In mid-May, both sides agreed to a pause and a significant reduction in tariffs on goods from the other country in the previously escalating tariff dispute. High-ranking representatives from both countries planned to meet in London on Monday for talks to defuse the trade conflict. US President Donald Trump and Chinese President Xi Jinping agreed to the meeting in a telephone call on Thursday.
However, some problems remain, such as Beijing's export controls on industrially important rare earths and magnets , for which China is the world's leading processor. The United States has restricted the sale of cutting-edge technology such as computer chip design software and critical aviation components, for which China is dependent on foreign suppliers.
As recently as April, China's foreign trade significantly exceeded the expectations of many observers. The assumption was that the People's Republic would be able to increase its exports to other countries.

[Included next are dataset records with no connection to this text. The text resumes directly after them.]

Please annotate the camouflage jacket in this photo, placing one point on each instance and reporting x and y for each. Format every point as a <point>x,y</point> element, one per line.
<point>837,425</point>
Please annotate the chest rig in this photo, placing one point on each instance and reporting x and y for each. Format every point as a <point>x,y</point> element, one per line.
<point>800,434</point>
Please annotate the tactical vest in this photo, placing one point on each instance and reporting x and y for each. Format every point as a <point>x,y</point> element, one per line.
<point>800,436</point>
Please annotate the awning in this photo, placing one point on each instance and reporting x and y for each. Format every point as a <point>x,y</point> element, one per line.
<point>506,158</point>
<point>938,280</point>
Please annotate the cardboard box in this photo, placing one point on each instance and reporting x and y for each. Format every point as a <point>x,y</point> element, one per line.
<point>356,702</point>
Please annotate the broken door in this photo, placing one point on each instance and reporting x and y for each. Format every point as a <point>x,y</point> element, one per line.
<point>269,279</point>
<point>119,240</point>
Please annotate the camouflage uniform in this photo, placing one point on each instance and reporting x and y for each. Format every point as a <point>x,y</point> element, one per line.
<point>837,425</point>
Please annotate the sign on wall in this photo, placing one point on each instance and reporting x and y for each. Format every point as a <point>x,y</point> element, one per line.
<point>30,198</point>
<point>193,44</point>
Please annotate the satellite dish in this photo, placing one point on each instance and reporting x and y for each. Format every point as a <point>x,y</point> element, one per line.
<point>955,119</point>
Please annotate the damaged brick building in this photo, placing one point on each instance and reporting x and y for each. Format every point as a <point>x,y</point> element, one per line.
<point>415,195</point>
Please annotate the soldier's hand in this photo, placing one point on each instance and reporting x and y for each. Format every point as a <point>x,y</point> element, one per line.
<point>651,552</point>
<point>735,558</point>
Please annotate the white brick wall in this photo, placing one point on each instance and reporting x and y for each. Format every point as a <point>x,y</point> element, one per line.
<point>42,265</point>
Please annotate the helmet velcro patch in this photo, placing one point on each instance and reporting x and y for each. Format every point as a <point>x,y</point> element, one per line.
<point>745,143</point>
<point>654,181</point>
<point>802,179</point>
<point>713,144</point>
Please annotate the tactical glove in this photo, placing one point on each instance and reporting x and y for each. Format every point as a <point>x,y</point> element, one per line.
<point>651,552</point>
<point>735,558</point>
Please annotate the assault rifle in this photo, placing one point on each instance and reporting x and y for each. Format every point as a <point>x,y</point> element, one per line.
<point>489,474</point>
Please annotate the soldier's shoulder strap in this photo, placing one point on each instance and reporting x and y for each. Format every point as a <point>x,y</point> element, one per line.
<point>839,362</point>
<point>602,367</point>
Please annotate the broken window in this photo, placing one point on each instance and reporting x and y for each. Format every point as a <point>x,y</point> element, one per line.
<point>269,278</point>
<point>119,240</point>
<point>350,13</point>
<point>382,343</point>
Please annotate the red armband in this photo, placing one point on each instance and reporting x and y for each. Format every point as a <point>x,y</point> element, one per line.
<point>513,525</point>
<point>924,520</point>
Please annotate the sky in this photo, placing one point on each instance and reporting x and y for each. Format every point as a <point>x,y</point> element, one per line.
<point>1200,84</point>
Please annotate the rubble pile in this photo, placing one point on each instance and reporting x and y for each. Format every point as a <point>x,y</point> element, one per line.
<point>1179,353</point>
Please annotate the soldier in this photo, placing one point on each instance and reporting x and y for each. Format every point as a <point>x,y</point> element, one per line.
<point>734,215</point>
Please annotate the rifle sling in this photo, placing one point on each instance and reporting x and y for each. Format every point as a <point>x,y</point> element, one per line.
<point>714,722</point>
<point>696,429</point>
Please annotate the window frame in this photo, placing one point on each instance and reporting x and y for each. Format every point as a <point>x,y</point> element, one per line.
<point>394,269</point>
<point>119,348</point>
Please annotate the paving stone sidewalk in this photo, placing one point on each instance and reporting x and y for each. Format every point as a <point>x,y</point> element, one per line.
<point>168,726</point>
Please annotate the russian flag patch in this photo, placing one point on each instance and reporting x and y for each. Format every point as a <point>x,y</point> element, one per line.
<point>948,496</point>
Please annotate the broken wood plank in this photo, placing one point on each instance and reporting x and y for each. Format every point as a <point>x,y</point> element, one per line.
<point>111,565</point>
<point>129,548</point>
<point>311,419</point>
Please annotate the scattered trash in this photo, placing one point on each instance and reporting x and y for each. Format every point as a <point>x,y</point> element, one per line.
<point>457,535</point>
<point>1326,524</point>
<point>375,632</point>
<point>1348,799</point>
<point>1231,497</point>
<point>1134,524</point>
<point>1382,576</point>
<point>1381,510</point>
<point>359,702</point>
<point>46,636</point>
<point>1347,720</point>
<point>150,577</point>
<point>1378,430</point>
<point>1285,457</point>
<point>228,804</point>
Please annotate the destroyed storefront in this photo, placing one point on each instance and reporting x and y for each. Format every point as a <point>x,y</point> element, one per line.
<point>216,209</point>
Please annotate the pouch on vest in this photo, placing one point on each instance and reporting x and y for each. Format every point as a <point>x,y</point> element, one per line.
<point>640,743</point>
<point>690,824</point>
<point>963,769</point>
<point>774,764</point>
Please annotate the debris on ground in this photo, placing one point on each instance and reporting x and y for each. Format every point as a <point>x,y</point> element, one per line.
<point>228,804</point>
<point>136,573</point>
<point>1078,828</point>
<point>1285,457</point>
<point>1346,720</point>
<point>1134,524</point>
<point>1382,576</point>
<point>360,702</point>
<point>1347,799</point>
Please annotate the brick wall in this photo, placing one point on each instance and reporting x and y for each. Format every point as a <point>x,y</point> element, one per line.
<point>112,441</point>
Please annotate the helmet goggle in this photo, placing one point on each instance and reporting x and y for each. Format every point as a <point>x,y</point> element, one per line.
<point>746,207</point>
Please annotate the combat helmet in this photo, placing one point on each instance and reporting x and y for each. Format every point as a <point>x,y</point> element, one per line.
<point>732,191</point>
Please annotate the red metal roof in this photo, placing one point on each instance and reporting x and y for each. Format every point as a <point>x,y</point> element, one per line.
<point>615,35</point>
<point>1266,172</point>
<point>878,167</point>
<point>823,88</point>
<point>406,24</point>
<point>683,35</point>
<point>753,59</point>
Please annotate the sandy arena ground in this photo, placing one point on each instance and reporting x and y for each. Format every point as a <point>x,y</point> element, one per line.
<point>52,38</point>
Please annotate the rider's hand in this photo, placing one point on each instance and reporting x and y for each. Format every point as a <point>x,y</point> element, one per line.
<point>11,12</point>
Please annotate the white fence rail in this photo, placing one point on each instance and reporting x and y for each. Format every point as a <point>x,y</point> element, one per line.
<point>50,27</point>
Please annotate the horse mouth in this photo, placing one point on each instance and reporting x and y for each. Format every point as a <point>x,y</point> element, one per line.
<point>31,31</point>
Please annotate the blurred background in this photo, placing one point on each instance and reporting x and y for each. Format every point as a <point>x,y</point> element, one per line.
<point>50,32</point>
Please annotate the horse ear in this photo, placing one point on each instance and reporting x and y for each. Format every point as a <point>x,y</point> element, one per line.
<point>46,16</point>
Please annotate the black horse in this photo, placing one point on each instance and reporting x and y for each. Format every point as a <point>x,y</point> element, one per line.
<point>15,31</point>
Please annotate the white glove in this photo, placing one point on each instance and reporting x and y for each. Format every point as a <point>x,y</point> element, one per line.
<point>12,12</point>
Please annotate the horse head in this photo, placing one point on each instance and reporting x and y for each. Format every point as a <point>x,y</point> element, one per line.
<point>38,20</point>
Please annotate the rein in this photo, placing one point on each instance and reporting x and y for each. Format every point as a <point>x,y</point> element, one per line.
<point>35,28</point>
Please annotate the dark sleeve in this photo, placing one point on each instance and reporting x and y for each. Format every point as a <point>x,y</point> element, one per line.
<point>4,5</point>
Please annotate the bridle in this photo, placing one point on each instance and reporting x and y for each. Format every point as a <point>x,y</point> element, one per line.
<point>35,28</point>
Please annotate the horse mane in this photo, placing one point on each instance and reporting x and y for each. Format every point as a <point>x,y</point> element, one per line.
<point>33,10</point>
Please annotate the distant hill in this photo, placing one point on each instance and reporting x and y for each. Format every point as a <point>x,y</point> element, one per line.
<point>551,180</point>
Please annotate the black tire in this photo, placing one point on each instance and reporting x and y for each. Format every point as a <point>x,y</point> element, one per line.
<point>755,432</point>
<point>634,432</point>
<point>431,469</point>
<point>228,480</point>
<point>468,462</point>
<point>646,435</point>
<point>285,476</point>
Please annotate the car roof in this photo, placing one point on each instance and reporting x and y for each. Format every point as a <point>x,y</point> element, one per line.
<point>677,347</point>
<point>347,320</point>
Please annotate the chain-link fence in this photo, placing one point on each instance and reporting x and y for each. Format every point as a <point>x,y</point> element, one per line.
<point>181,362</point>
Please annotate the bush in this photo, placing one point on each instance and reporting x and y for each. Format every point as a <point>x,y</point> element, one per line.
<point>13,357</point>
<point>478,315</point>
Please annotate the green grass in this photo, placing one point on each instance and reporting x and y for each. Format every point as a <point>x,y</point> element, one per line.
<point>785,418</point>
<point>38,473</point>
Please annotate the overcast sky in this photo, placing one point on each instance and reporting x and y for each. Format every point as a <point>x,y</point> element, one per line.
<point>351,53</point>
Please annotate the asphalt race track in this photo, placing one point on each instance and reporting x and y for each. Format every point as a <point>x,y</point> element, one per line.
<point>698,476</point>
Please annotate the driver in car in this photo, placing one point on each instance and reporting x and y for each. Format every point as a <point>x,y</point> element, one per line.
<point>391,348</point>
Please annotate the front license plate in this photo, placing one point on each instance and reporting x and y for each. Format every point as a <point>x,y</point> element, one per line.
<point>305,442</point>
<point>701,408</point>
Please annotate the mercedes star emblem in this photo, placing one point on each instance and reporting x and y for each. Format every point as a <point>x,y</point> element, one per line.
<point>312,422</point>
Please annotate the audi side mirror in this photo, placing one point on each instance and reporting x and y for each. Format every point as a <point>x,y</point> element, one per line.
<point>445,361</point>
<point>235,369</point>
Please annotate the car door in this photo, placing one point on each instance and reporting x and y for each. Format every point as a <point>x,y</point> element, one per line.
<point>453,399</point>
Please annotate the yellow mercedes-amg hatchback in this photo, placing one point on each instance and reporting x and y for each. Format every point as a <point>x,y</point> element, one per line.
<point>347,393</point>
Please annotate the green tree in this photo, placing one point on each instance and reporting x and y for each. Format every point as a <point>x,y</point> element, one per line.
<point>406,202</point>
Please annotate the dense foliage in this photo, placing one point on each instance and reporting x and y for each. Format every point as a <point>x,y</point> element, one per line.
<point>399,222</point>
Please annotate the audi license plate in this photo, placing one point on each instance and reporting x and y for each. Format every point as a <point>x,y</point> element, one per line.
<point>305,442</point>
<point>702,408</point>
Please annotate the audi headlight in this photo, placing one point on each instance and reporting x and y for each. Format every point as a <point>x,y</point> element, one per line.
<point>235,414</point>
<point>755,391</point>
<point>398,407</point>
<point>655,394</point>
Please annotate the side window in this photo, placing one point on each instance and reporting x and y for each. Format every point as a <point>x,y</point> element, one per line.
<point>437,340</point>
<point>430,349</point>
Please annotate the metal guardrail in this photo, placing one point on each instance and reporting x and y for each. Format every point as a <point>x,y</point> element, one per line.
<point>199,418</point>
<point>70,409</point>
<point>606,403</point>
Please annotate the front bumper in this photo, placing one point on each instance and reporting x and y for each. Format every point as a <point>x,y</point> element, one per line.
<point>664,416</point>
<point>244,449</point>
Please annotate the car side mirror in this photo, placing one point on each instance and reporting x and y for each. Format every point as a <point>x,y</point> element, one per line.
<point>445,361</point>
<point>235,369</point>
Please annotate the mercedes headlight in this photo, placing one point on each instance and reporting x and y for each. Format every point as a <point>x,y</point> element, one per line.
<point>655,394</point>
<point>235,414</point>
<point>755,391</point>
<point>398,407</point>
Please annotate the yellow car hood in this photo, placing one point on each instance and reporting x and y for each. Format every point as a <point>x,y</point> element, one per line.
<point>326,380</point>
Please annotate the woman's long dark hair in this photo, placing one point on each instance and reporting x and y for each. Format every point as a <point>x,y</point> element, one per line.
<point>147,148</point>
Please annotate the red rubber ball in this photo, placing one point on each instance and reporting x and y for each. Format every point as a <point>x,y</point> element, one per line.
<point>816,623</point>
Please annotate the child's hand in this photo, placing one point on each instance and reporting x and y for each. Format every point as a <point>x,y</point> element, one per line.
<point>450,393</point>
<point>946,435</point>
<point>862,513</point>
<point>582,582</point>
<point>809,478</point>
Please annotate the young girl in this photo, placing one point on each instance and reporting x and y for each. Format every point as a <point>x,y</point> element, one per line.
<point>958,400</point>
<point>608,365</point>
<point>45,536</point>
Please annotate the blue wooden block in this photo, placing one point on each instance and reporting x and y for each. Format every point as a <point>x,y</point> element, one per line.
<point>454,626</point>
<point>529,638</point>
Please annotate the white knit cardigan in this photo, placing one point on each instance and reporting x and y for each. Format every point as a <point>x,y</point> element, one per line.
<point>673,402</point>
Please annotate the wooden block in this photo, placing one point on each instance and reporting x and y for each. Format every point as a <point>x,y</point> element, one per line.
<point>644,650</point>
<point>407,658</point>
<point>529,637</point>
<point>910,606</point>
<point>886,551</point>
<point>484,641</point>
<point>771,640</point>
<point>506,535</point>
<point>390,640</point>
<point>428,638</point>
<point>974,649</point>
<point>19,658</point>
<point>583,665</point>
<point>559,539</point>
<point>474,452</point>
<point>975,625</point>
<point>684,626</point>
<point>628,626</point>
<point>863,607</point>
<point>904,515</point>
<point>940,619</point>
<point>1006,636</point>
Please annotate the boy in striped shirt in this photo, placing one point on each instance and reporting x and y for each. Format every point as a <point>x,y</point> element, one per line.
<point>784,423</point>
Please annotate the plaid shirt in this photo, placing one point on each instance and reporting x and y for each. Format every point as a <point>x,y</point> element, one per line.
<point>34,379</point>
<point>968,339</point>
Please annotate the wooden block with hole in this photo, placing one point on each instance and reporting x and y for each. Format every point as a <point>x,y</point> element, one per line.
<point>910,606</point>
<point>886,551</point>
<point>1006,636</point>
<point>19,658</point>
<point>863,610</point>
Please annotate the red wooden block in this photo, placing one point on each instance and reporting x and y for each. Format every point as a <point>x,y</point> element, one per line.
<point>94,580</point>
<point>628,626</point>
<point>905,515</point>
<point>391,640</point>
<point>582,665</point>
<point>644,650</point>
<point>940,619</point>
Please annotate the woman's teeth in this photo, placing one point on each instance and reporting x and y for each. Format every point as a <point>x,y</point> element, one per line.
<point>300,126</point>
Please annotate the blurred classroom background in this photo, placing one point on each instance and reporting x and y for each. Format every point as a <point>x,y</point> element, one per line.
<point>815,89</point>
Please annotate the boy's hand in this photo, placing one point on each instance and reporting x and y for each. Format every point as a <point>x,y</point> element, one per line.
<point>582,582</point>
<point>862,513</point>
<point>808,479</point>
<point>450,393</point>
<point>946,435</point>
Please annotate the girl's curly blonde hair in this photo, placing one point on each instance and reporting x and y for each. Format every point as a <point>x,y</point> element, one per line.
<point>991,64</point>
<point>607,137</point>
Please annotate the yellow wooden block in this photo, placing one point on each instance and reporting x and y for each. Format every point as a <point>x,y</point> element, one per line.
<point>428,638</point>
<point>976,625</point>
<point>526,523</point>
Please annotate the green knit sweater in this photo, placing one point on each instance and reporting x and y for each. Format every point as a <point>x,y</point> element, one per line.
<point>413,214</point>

Overall, China's foreign trade grew again in May. Exports increased by 4.8 percent compared to the same month last year, compared to growth of over 8 percent in April. Imports, however, fell by 3.4 percent. The trade surplus amounted to approximately 103 billion US dollars (approximately 90 billion euros).
The latest figures thus narrowly missed analysts' expectations, who had previously anticipated an increase in exports of around 5 percent and a slight decline in imports.
Exports to Germany are skyrocketingDue to the trade conflict, Chinese exporters could no longer rely on the USA. However, goods from the Far East found other routes and buyers. As in April , China's exports to Germany surged by 21.5 percent in May, while imports from Germany fell by 1.3 percent .
The decline in imports underlines the weak domestic demand and exacerbates the already difficult economic conditions for German companies in China, said Maximilian Butek , managing board member of the German Chamber of Commerce (AHK) in China for East China.
German industry is also concerned about Beijing's export controls on rare earths. "The situation is serious: Affected German companies are waiting for urgently needed export licenses for rare earths and magnets," said Butek. According to him, AHK members are reporting isolated cases of permits being granted. But, Butek demanded, action must be taken quickly to prevent production downtime.
The People's Republic continues to experience weak domestic demand. This is also reflected in the steadily declining imports. Beijing's industrial policy has so far resulted in certain sectors producing significantly more than the market could absorb. As a result, many goods are exported at low prices. One example is the solar industry.
The fact that people in China are consuming too little is also due to the consequences of the severe real estate crisis. Many people invested in apartments that are worth less due to falling prices, which is weighing on consumer confidence. Furthermore, the weakness in this sector, which is otherwise crucial for the economy, is putting a strain on companies and local governments.
Deflationary pressure is also a problem for China's economy. As the National Statistics Office announced today, consumer prices were 0.1 percent lower in May than a year earlier. According to the FT, consumer prices fell for the fourth consecutive month. Deflation, the opposite of inflation, provides consumers with stable prices at the checkout, but puts pressure on corporate profits in the long term, which can subsequently lead to wage cuts or job losses.